The land subsidence experiment consisted of a clear cup of Rice Krispies that represented the sub-surface that was then filled with milk which represented the groundwater. A straw representing a groundwater well was then inserted into the cup, and each junior hydrologist started sucking out the milk, which represented groundwater withdrawal. As the milk level drops, the Rice Krispies rearranged and compacted, just like what occurs when excessive groundwater pumping occurs, causing land subsidence at the surface.
“The junior hydrologists enjoyed the experiment and felt that it really helped to explain how land subsidence occurs in Arizona,” said land-subsidence expert Brian Conway.
Groundwater Modeling Section
The Groundwater Modeling Section gave the junior hydrologists an interactive and educational presentation on how the section uses data to build a picture of an invisible resource - groundwater!
They described the need to get enough data points and talked about spatial distribution of data, all of which is needed to make an accurate picture of water underground.
“Because this concept is a little abstract, and kids tend to be very literal, we related it to the common childhood pastime known as connect the dots,” explained groundwater modeler Dianne Yunker.
“For the interactive part, we had half of the children leave the room while the other half added just enough dots to be connected to form a shape, which the kids who stepped outside did when they got back, all using colorful dry erase markers! We discussed how missing an important dot would change the shape, and how that happens if we have geographic gaps in our water level elevations.”
The IT Division hosted a Geographic Information Systems (GIS) station, which provided 'coloring maps' containing hydrographic GIS layers that the Department actually uses in day-to-day operations.
The kids first received two black-and-white poster-size maps. By the end of the morning the students and their parents had brought both maps to life by coloring in each watershed and drawing and labeling the major rivers in the state.
“The students got an introduction to watersheds as well as the basic map elements,” said IT’s Veronica Nixon.
Water Planning Division
The division uses a unique, physical model constructed of plywood, sand and lights to demonstrate how water travels underground, as well as the meaning of terms such as “overdraft” and “recharge” and how they affect aquifers and neighboring wells.

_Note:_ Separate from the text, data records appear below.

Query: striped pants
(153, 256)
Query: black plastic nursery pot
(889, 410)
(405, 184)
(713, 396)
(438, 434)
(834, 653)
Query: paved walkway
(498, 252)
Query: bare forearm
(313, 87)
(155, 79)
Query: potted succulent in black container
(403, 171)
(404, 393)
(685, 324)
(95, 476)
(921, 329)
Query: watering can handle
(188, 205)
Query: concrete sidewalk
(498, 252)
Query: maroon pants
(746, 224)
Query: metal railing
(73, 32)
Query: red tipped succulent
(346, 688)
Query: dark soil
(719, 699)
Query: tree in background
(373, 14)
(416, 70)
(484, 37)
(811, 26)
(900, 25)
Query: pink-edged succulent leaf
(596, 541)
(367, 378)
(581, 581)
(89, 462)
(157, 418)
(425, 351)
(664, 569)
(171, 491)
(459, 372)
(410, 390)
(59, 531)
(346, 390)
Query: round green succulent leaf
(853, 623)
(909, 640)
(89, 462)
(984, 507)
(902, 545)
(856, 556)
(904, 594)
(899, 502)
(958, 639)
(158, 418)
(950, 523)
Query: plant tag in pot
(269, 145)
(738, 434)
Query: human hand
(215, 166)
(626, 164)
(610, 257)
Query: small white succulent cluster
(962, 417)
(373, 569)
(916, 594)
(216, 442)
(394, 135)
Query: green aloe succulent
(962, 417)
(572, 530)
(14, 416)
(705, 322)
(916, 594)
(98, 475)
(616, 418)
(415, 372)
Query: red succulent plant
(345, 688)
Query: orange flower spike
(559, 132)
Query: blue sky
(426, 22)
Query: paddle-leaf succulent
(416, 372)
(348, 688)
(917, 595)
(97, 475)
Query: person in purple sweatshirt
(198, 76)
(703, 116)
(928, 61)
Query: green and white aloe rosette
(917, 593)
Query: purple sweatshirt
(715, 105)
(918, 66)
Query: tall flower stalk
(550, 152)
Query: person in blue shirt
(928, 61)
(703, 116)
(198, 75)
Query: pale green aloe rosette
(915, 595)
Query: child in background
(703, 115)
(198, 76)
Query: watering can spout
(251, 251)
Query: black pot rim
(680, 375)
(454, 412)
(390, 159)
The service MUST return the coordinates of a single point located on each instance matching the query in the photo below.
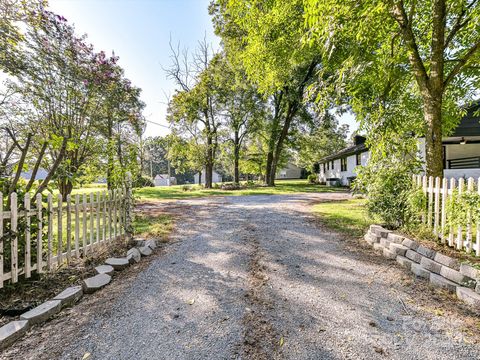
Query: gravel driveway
(256, 277)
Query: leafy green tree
(265, 37)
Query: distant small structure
(164, 180)
(216, 177)
(290, 171)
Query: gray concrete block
(413, 255)
(70, 295)
(419, 271)
(389, 254)
(469, 271)
(440, 281)
(42, 312)
(90, 285)
(457, 277)
(410, 244)
(469, 296)
(407, 263)
(105, 269)
(424, 251)
(117, 263)
(431, 265)
(12, 331)
(447, 261)
(395, 238)
(398, 249)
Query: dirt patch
(259, 336)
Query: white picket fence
(438, 191)
(54, 232)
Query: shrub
(312, 179)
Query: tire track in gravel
(259, 336)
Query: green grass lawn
(282, 187)
(346, 216)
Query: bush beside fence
(452, 210)
(42, 237)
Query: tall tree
(433, 43)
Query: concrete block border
(440, 270)
(14, 330)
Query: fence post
(444, 209)
(1, 240)
(128, 207)
(436, 220)
(468, 243)
(477, 250)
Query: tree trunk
(433, 136)
(236, 155)
(65, 188)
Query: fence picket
(468, 242)
(59, 230)
(1, 241)
(28, 257)
(14, 241)
(50, 231)
(103, 216)
(461, 182)
(430, 202)
(436, 216)
(39, 234)
(69, 229)
(477, 248)
(91, 220)
(104, 230)
(77, 226)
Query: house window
(358, 158)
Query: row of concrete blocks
(16, 329)
(441, 270)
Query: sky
(139, 31)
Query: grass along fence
(42, 234)
(452, 210)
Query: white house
(290, 171)
(461, 154)
(216, 177)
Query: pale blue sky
(139, 32)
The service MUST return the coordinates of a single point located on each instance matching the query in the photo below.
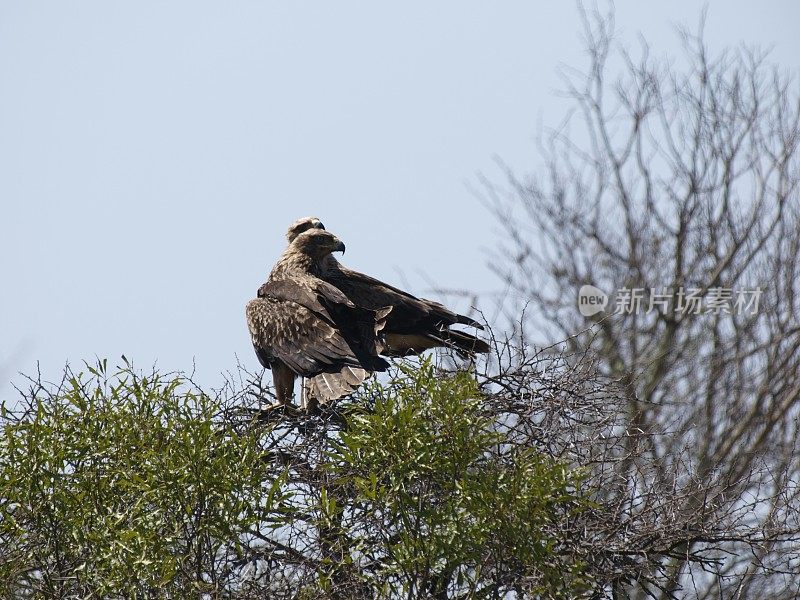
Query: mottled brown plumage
(302, 325)
(414, 324)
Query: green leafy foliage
(125, 484)
(443, 502)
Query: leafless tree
(677, 182)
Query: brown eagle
(413, 325)
(302, 325)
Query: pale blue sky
(152, 154)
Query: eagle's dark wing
(414, 324)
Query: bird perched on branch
(414, 324)
(302, 325)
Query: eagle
(302, 325)
(413, 325)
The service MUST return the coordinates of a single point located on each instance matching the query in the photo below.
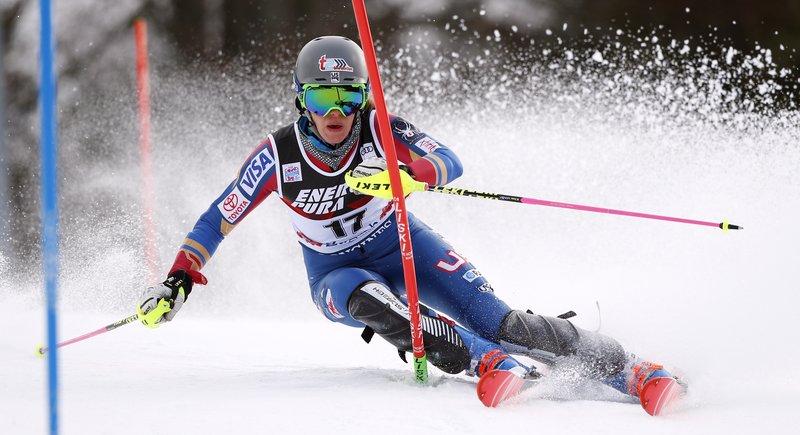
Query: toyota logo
(231, 202)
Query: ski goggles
(323, 99)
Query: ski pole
(41, 349)
(378, 185)
(725, 226)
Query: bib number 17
(352, 222)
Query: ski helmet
(332, 60)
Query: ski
(496, 386)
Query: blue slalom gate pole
(49, 193)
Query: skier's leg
(449, 283)
(451, 348)
(559, 341)
(586, 353)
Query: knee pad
(557, 341)
(377, 307)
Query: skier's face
(333, 127)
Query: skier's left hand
(160, 303)
(371, 178)
(375, 165)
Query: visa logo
(255, 170)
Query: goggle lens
(323, 100)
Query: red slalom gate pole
(143, 91)
(41, 350)
(420, 361)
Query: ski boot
(655, 387)
(501, 376)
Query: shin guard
(377, 307)
(558, 342)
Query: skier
(350, 246)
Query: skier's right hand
(162, 302)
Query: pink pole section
(617, 212)
(725, 226)
(143, 88)
(41, 350)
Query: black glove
(161, 303)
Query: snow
(249, 353)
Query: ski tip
(659, 395)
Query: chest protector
(328, 216)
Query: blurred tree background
(94, 43)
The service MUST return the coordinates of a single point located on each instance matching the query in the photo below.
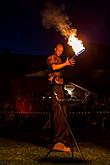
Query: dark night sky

The students discovered how pollutants in lakes and streams can impact drinking water supplies by pumping water from a well that was near a contaminated lake.
“I held up the vial of extracted green liquid and asked the students if they would drink it, and they shook their heads in disgust with an understanding that all water is connected and should be respected by keeping it clean and never using more than what one needs,” said Zacary Richards of Water Planning.